Dari dua pakar yang mengemukakan tentang dimensi religiusitas, maka dalam penelitian ini peneliti menggunakan dua belas dimensi religiusitas yang dipaparkan oleh
Fetzer Institute 1999 dikarenakan teori yang dikemukakan oleh Fetzer lebih mendekati dan lebih banyak dimensi-dimensinya dalam mengulas pengaruh religiusitas terhadap
penerimaan orang tua yang memiliki anak berkebutuhan khusus.
2.2.3. Sumber-sumber munculnya sikap religiusitas Melalui teori The Four Wishes yang dikutip oleh Jalaludin dalam Nurhayati, 2009
mengemukakan bahwa yang menjadi sumber kejiwaan agama adalah empat macam keinginan dasar yang ada dalam jiwa manusia yaitu :
a. Keinginan untuk keselamatan
Keinginan untuk memperoleh perlindungan atau penyelamatan dirinya baik secara fisik maupun psikis
b. Keinginan untuk mendapat penghargaan
Keinginan ini merupakan dorongan yang menyebabkan manusia mendambakan adanya rasa ingin dihargai dan dikenal orang lain.
c. Keinginan untuk ditanggapi
Keinginan ini menimbulkan rasa ingin mencintai dan dicintai dalam pergaulan. d.

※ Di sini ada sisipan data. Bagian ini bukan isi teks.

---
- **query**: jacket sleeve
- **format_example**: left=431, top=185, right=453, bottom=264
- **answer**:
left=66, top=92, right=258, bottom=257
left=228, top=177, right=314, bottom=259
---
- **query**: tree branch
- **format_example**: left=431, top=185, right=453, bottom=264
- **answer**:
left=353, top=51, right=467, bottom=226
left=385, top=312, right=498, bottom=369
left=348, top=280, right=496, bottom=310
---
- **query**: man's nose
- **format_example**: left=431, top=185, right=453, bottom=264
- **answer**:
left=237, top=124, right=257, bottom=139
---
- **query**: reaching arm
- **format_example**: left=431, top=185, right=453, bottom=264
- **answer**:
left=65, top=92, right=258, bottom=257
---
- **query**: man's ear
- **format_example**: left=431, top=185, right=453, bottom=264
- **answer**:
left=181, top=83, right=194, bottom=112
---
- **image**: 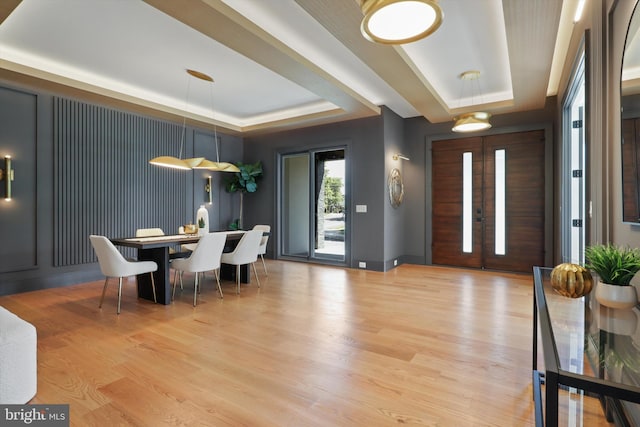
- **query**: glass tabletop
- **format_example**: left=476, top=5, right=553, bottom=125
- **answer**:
left=536, top=267, right=640, bottom=425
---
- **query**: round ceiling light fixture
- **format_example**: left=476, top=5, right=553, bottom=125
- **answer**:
left=360, top=0, right=443, bottom=44
left=451, top=111, right=491, bottom=132
left=451, top=70, right=491, bottom=132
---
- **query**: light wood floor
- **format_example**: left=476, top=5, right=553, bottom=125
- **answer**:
left=0, top=261, right=616, bottom=426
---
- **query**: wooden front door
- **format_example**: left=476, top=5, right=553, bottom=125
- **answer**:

Keinginan akan pengetahuan dan pengalaman baru Keinginan ini menyebabkan manusia mengeksplorasi dirinya, serta selalu ingin
mencari pengetahuan dan pengalaman baru yang belum diketahui.
2.2.4 Faktor-faktor yang mempengaruhi religiusitas Thouless 1992, membedakan faktor-faktor yang mempengaruhi sikap keagamaan
menjadi empat macam, yaitu : a.
Pengaruh pendidikan atau pengajaran dan berbagai tekanan sosial Faktor ini mencakup semua pengaruh sosial dalam perkembangan keagamaan itu,
termasuk pendidikan dari orang tua, tradisi-tradisi sosial, tekanan dari lingkungan social untuk menyesuaikan diri dengan berbagai pendapat dan sikap yang
disepakati oleh lingkungan itu. b. Faktor pengalaman
Berkaitan dengan berbagai jenis pengalaman yang membentuk sikap keagamaan. Terutama pengalaman mengenai keindahan, konflik moral dan pengalaman
emosional keagamaan. Faktor ini umumnya berupa pengalaman spiritual yang secara cepat dapat mempengaruhi perilaku individu.
c. Faktor kehidupan Kebutuhan-kebutuhan ini secara garis besar dapat menjadi empat, yaitu : a.
kebutuhan akan keamanan atau keselamatan, b. kebutuhan akan cinta kasih, c. kebutuhan untuk memperoleh harga diri, dan d. kebutuhan yang timbul karena
adanya ancaman kematian. d. Faktor intelektual
Berkaitan dengan berbagai proses penalaran verbal atau rasionalisasi.
Berdasarkan penjelasan di atas dapat disimpulan bahwa setiap individu berbeda- beda tingkat religiusitasnya dan dipengaruhi oleh dua macam faktor secara garis
besarnya yaitu internal dan eksternal. Faktor internal yang dapat mempengaruhi religiusitas seperti adanya pengalaman-pengalaman emosional keagamaan, kebutuhan
individu yang mendesak untuk dipenuhi seperti kebutuhan akan rasa aman, harga diri, cinta kasih dan sebagainya. Sedangkan pengaruh eksternalnya seperti pendidikan
formal, pendidikan agama dalam keluarga, tradisi-tradisi social yang berlandaskan nilai- nilai keagamaan, tekanan-tekanan lingkungan sosial dalam kehidupan individu.